Tan plays with the ideas of love and conflict in this wry look at life through the lens of Baba Nonya culture that is highly interesting and entertaining, with its somewhat Ivesian clashes of melody.

Veteran Tazul Tajuddin offered the centrepiece of the second half with his highly abstract soundscape based on the architecture of the Blue Mosque, where snippets of prayer-like incantations interspersed with swirls of echoes and other musical reflections.

The piece, for flute, strings and percussion, evokes the wonder and spirituality of obersving the mosque and seeping in its reverberations.

Adam Masumi's Awang Batil Bertabik for string quartet was a quasi minimalist work of considerable delight, with angular lyricism chugging along this musical retelling of a traditional storyteller's experience.

In contrast, Lee Chie Tsang's Long Calling from The Gardeners of the Forests recreated the cacophany of jungle animals with a variety of interesting extended techniques for the wind quintet, weaving together a wonderful soundscape that is at times mysterious, animated or serene.

Tan Yun Ming used a large ensemble of winds, strings and percussion to tell an old Terengganu tale of the Seventh Sea Princess, using old Ulik Mayang melodies to paint a rich and colourful canvass.

As the penultimate work on the programme, Tan's piece was both exciting and reflective and full of Malaysian flavour, and would have benefitted from a longer composition that it yearns for instead of the four minute duration limited by the concert time.

Closing the programme was Jellal Koay's Mujin, an exciting work for oboe, percussionist and string quintet inspired by Teochew puppet opera.
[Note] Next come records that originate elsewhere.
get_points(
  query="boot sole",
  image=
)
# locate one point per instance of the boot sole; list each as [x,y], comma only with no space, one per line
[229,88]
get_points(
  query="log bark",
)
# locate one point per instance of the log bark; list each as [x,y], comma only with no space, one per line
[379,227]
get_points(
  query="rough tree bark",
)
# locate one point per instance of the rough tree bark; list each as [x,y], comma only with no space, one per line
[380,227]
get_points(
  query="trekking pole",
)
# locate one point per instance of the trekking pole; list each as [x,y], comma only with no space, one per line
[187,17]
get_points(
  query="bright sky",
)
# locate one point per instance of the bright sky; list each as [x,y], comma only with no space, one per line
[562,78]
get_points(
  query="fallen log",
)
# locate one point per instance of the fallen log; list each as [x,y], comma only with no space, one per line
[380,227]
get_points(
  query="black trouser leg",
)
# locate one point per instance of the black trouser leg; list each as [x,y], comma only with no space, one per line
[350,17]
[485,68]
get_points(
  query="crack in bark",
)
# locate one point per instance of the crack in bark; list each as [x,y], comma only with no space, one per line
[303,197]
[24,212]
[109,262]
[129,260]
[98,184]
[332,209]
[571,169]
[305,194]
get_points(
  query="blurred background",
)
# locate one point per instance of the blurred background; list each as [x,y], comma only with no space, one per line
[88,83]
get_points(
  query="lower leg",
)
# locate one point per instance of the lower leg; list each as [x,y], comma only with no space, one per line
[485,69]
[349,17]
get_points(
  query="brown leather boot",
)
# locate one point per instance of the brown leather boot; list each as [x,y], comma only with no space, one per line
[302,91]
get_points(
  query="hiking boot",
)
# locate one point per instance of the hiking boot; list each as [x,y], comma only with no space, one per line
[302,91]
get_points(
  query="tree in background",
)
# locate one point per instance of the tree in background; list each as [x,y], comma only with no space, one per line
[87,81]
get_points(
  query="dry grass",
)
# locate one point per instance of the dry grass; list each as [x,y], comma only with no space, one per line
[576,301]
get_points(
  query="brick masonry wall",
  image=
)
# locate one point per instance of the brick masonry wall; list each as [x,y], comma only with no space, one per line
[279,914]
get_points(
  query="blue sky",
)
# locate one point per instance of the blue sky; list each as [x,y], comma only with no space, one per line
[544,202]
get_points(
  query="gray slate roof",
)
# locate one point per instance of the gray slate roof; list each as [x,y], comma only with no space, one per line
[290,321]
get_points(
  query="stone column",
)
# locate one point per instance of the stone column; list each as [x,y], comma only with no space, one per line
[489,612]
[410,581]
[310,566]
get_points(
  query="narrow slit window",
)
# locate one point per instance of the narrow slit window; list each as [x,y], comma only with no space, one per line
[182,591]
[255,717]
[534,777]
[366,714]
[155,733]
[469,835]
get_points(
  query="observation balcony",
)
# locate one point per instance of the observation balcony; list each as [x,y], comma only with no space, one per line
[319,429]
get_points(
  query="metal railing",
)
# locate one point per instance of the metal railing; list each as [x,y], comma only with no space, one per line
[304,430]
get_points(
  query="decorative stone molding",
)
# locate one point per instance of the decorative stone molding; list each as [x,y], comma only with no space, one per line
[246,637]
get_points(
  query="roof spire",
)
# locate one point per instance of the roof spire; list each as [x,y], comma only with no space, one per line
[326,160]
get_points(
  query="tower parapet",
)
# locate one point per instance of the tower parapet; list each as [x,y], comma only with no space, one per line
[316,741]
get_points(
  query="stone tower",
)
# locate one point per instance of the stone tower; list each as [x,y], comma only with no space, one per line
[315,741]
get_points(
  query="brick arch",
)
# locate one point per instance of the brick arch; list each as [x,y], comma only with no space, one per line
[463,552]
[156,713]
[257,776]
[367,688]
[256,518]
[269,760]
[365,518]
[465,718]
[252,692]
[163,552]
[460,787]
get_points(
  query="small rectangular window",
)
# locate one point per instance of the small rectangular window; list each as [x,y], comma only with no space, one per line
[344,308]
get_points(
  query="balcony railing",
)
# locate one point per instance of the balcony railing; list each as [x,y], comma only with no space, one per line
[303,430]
The clang of operatic-styled percussion and atonal fragments worked wonderfully to convey the excitement of Chinese opera in a modern language, bringing the concert to a triumphant close.

In all, a wonderful evening of contrasts, wonderful sounds from the entire spectrum of music making, from the more traditional to the ultra modern, encompassing the wide variety of musical styles that make up Malaysian modern music.

If I had one regret, it was that the number of pieces covered by this single concert meant each composer was limited by practicality to write only very short works, and many of them showed plenty of potential to be larger pieces.  Let's hope in the near future these composers would extend their wonderful pieces and give the audience more of their beautiful new compositions.